While it’s not every year Washington sees an Inauguration Day — let alone one with the anticipated attendance for President-elect Barack Obama’s — the Martin Luther King Day of Service is an annual occurrence that sees folks volunteering to honor the memory of the late civil-rights leader. Thanks to the local gay group, Burgundy Crescent Volunteers, and the Presidential Inauguration Committee, GLBT locals shouldn’t have any trouble pitching in this year, too, no matter what sort of mayhem accompanies the Inauguration festivities. ”I think everyone is afraid to jump on the expressway or on the Beltway because of all the traffic that is expected,” says BCV President Jonathan Blumenthal of the Jan. 19 event. ”There are many dozens of opportunities in this region that people can find in their neighborhoods.”
He points to the Presidential Inauguration Committee’s Web site of local volunteer opportunities as a good source of options.
Jamie Citron, the LGBT community liaison at the committee, tapped Burgundy Crescent Volunteers for their assistance after hearing about the group from several local volunteers, with the goal of making this the largest MLK Day of Service since initiated by Congress in 1994.
”President-elect Obama’s message through the campaign was that his vision included everyone,” says Citron. ”Part of that vision is all Americans coming together to help all Americans. The president-elect believes that it has never been more important that we all come together in shared purpose to tackle the problems that we’re facing.”
Blumenthal says BCV has participated in the MLK Day of Service before, ”but nothing as systematic as this, and nothing on this kind of scale.”

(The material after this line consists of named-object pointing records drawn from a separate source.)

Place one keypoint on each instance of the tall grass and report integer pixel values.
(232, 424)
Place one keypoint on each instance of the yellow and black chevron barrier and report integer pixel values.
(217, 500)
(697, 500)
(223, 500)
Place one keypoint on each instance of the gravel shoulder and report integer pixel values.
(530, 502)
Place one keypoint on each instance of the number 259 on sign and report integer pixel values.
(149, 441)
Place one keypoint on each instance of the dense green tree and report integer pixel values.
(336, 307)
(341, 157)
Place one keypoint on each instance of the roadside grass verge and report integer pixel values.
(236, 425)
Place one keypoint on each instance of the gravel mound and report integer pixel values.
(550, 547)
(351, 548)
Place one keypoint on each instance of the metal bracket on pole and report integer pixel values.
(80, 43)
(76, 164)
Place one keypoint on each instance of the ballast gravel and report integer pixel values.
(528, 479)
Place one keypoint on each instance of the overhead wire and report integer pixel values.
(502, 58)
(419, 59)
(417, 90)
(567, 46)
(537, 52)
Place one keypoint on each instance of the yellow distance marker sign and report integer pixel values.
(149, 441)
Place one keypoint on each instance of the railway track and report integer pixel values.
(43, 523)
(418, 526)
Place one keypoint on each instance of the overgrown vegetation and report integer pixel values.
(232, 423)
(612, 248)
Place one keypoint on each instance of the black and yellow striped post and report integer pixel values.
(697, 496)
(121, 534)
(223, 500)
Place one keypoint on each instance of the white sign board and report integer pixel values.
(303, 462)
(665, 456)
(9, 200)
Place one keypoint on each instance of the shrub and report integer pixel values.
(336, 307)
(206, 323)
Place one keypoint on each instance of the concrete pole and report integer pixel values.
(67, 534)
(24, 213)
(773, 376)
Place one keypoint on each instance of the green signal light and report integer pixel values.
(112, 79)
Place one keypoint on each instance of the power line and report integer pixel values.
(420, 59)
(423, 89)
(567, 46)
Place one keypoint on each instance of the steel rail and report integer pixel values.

While 20 slots to help at Food and Friends and another 20 to package safe-sex kits at Metro TeenAIDS have already been filled, Citron and Blumenthal say there are still plenty of opportunities to help.
For example, BCV also needs 200 people to help at St. Elizabeth’s Hospital in D.C.
”I think everybody will acknowledge that there’s some serious disconnects between the LGBT community here in Washington and other communities,” says Phil Attey, who co-chaired the metro D.C. chapter of Obama Pride during the campaign. He will be volunteering at Food and Friends and with a to-be-determined, non-GLBT group on Jan. 19.
”The African-American community, the people-of-faith community, the Latino/Latina community … we need to work with them, to help break down those barriers and misconceptions. I think once we do, we’re going to have a much stronger base of allies here in the District when we go forward in asking for equality.”